Muito interessante essa crônica, nunca ligamos para o que sonhamos, ams os sonhos nos trazem muitas mensagens, uns acreditam outros não, mas o importante é sempre que sonharmos devemos de alguma forma liga-los a um determinado tempo ou as situações pelas quais stamos passando.
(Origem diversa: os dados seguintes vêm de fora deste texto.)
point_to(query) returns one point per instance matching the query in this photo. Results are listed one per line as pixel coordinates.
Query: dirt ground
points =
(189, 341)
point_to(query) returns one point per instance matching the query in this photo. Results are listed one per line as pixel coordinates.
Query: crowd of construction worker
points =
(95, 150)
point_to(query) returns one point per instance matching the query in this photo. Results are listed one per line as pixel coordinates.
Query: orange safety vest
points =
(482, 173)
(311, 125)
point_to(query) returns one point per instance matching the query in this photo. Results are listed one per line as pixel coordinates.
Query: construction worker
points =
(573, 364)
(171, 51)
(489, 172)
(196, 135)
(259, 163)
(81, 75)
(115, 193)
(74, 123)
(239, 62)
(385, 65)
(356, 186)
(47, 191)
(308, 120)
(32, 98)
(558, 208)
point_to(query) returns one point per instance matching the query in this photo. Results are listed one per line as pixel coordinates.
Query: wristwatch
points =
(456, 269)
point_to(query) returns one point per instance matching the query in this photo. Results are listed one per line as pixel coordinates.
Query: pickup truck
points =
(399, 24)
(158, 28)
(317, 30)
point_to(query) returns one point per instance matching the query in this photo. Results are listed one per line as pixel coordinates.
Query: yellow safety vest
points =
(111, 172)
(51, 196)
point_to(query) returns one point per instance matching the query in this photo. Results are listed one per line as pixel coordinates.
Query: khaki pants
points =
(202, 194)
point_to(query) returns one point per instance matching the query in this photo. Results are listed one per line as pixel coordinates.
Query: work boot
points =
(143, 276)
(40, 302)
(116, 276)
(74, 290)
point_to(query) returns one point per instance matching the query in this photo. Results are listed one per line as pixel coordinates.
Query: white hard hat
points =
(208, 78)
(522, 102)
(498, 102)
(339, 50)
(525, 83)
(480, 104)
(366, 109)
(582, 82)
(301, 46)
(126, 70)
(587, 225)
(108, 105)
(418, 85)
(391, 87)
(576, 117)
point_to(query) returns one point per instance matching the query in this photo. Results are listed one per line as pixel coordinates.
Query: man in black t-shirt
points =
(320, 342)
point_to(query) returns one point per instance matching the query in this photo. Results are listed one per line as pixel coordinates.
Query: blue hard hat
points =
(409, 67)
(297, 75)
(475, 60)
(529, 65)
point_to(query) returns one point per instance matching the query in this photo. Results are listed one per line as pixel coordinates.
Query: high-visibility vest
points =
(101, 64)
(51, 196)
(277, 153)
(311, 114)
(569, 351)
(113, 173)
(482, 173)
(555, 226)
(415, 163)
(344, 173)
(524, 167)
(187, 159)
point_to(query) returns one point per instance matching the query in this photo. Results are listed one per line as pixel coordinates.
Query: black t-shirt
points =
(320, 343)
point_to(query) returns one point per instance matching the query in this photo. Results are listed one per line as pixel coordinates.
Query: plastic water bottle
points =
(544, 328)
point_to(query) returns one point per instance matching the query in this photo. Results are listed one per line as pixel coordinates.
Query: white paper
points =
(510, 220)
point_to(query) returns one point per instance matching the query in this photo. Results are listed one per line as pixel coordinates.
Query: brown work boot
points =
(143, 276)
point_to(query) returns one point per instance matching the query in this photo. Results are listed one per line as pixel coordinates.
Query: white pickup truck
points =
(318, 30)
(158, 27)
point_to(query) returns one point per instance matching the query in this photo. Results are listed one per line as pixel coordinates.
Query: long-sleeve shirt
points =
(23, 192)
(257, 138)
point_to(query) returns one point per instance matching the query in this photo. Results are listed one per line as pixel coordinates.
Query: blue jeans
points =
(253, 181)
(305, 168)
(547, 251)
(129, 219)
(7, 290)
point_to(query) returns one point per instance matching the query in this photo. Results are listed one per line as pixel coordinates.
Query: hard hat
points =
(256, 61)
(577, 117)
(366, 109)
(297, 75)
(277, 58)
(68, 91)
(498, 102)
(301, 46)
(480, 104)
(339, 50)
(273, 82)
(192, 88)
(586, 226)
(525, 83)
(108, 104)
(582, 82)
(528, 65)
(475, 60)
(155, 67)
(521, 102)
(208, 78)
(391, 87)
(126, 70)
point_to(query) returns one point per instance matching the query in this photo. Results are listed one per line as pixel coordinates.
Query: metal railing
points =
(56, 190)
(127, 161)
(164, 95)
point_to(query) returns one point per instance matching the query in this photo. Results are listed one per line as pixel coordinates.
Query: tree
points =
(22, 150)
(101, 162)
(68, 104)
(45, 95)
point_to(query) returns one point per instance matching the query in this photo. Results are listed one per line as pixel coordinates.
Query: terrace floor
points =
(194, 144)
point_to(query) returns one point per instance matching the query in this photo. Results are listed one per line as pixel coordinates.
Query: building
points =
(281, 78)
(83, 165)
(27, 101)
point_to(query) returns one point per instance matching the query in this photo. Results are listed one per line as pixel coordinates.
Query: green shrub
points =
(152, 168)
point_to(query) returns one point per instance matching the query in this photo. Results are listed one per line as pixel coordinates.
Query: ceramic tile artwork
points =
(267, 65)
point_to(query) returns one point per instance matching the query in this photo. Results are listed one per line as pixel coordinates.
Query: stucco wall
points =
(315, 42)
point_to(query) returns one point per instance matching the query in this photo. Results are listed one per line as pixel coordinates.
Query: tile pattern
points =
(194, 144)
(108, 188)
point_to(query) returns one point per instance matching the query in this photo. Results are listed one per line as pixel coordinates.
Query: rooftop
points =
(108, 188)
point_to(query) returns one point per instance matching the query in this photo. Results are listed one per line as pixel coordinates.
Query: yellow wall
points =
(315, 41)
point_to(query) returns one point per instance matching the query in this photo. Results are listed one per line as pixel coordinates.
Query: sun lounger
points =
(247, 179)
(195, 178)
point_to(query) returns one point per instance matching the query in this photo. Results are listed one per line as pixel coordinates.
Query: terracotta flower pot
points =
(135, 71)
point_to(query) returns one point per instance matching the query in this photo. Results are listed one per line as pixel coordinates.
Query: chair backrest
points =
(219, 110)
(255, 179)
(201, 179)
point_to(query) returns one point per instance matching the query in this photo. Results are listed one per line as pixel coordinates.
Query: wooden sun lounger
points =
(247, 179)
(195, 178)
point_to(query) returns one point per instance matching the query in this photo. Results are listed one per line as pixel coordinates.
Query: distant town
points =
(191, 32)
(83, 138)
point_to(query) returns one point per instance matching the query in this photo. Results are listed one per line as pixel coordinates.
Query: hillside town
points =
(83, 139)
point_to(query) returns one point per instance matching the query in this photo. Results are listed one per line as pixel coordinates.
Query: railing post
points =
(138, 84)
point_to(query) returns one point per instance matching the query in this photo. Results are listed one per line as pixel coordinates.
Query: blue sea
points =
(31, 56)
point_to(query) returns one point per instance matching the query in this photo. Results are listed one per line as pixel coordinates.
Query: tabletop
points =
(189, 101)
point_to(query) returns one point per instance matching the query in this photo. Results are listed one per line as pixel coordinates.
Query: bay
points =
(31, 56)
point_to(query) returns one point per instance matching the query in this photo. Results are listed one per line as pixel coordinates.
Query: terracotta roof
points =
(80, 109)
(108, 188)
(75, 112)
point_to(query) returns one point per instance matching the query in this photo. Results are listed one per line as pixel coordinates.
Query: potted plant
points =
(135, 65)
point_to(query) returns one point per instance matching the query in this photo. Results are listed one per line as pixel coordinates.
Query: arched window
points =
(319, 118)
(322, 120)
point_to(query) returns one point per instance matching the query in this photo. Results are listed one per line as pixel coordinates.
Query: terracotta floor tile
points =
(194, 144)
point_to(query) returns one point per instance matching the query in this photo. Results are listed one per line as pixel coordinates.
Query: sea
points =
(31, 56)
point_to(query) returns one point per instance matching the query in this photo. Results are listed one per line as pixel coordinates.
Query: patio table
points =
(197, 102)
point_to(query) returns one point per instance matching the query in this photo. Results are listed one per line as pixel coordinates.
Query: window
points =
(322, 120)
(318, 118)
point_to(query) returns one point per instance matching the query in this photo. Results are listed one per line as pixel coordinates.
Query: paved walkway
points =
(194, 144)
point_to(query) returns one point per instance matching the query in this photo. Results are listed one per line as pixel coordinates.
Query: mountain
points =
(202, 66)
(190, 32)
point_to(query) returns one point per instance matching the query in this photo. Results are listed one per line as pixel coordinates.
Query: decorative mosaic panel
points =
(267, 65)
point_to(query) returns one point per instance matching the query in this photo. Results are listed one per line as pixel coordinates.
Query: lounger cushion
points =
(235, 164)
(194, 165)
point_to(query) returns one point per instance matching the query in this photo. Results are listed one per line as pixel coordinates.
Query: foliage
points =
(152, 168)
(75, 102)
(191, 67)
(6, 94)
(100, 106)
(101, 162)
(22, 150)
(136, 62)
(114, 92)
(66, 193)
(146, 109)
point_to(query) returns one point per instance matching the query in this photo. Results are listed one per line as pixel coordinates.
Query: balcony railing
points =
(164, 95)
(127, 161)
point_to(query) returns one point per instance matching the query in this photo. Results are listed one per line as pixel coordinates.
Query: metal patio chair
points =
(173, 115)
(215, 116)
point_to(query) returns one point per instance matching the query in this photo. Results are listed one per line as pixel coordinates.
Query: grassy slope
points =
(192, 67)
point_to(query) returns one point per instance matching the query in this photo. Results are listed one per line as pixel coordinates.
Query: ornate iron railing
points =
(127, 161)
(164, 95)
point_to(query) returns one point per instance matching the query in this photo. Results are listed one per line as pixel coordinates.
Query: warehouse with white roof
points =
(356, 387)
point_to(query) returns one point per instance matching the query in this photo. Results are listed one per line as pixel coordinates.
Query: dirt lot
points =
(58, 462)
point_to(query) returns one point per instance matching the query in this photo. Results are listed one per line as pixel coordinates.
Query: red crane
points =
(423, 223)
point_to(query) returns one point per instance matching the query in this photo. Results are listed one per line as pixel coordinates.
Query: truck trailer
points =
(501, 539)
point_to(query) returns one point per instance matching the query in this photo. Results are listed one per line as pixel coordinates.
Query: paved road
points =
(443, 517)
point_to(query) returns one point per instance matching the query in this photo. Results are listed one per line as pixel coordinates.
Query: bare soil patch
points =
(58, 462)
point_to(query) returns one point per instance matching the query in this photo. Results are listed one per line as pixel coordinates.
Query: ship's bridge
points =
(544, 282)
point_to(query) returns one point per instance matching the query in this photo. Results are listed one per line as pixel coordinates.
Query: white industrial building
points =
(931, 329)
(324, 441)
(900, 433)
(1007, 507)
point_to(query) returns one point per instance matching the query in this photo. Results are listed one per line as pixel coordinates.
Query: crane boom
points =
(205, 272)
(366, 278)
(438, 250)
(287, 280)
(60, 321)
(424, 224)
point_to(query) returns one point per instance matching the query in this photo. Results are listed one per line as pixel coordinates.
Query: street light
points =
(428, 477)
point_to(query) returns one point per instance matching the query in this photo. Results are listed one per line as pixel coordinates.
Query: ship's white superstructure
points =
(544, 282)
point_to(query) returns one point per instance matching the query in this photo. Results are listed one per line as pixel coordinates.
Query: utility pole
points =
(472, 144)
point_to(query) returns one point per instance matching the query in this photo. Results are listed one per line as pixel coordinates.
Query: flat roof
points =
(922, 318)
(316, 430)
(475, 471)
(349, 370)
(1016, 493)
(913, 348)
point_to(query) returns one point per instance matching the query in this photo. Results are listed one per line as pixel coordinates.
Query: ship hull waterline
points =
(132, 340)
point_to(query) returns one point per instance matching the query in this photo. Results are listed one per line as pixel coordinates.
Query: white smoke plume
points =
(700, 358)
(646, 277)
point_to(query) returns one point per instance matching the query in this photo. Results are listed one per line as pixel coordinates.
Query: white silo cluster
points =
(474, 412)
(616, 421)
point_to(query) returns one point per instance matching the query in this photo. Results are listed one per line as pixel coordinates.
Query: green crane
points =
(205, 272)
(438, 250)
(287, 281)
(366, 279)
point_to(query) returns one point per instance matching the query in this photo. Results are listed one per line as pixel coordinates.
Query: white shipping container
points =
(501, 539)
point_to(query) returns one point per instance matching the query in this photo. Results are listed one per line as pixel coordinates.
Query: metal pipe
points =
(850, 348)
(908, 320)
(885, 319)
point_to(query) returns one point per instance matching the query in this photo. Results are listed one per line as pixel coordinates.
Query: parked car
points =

Parabéns pela escolha do texto e pela crônica.

Bjos

Márcia

Parabens pela crônica apresentada.
Fernando Sabino é também um mestre das palavras, e neste texto percebemos o quanto tenta nos repassar.
Olhar para nosso subconsciente realmente é muito difícil, existem diversas formas para isso, mas a mais comum é através dos sonhos.
Em estudos de psicologia verificamos a importância deste ato, buscamos respostas, medos, nossa própria existência.
Em alguns casos como comentado são pequenas premunições que viveremos, ou mesmo a resposta por um problema antigo.
O sonho possui o seu significado, muitos ganham dinheiro com isto, mas a ciência explica como um dom de direcionar o "eu" para uma realidade sem prescedentes.
Entender um sonho, seria o mesmo que encontrar a resposta para várias situações, como também "receber" avisos por situações a serem vivenciadas.
Devemos tratar o assunto com cuidado, caso contrário seria classificado como paranóia, e isto seria perigoso.

Perfeita postagem

Um forte abraço
Mad

Maravilha!! E eu quem sou!!1

Essa crônica me deixou mais lelé ainda,porém bem elaborada e divertida, muito boa mesmo.
Abraços forte

Márcia, na minha época de teatro tive oportunidade de participar de um trabalho tetral chamado: "Sonhos, as contradições da alma"
O objetivo da peça era mostrar as várias crenças e teorias a respeito do sonho. Minha participação, foi exatamente nesta crônica do Sabino, onde eu fazia a doutora (psicóloga). O estudo do texto foi a crença do sonho como projeção real.... que é onde entra a idéia de que o gato era o médico... foi muito divertido fazer esta crônica de Sabino em um palco.
Na época, a peça no todo foi um imenso aprendizado, e que tirei o seguinte: O sonho ainda é algo que a ciência não explica, a psicologia analisa e a crença popular ensina....hehehehehe
Beijo no coração

Márcia é de morrer a rir! Parabéns minha querida.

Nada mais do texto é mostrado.